The four organs, the excretory functions of which we have shortly studied, are not the only ones charged with the elimination of products of which the body desires to rid itself. All the glands can, at a given time, participate in this function, which might be called the cleansing of the body. The presence of poisonous substances in certain secretions has been discovered by accident. By injecting into the carotid artery of a small animal the saliva of a fasting man, grave consequences have sometimes been produced. This shows that the saliva, like the urine, can assist in the elimination of products of dissassimilation which have been demonstrated to be poisonous.

If we seek to summarise the conclusions drawn from the facts studied in this chapter, we can say that the work of the muscles, like that of the other organs, is accompanied by the production of heat, which results. from chemical actions which we may compare with combustions. The living tissues, at the expense of which these combustions have occurred, have changed in their chemical composition, and become noxious to life, and must be rejected from the body under diverse forms and by special organs.

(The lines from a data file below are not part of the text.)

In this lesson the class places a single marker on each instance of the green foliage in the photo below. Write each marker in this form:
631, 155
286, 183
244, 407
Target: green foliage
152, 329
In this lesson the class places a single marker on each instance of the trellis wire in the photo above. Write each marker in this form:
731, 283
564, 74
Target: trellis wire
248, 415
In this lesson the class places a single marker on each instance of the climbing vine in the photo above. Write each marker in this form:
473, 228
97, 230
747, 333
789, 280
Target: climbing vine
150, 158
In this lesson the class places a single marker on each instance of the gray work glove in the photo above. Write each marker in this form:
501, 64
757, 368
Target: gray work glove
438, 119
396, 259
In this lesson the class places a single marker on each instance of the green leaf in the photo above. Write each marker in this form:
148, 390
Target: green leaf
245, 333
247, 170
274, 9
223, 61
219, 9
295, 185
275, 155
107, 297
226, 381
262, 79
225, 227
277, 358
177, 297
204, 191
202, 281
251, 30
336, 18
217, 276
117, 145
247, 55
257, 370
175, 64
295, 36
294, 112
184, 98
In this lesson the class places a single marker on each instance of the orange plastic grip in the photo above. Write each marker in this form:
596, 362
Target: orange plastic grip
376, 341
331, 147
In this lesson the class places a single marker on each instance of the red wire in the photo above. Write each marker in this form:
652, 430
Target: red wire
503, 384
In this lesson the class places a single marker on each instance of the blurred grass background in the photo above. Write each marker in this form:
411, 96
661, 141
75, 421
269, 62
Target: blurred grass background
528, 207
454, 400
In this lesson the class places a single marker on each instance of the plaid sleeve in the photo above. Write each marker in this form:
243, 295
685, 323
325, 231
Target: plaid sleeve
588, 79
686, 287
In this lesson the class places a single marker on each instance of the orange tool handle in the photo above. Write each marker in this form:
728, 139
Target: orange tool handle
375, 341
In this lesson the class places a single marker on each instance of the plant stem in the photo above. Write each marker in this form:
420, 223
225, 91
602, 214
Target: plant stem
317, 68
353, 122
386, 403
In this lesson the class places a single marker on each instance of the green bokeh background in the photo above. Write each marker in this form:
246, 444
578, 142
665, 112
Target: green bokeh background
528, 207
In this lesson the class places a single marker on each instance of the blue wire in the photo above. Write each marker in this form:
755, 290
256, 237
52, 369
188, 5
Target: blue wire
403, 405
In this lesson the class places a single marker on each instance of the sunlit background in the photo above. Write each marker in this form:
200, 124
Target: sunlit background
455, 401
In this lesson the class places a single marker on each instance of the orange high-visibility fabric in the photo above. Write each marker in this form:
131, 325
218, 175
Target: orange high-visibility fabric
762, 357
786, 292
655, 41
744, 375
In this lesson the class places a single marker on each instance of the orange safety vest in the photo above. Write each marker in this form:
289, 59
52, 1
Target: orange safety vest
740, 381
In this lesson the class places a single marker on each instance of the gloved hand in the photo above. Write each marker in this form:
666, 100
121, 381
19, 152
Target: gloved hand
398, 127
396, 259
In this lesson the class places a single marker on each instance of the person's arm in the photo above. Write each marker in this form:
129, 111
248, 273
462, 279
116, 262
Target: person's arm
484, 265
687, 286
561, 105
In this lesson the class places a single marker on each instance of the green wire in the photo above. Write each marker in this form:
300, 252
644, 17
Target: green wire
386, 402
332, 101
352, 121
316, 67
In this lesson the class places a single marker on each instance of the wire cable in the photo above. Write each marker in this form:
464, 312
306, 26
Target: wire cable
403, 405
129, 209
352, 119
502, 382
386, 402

But the products of combustion are not injurious only to the organism in which they are accidentally retained. If absorbed by other individuals, they can produce in them the same bad effects.

We said a few words about the miasma exhaled by the lungs and the skin. These products are present in almost infinitesimal quantity, but possess most powerfully poisonous properties. If several persons are together in a confined place, the air of the place is quickly infected; but the disagreeable odour is not all; the air is vitiated and dangerous to breathe. Hence the evil results of deficient ventilation.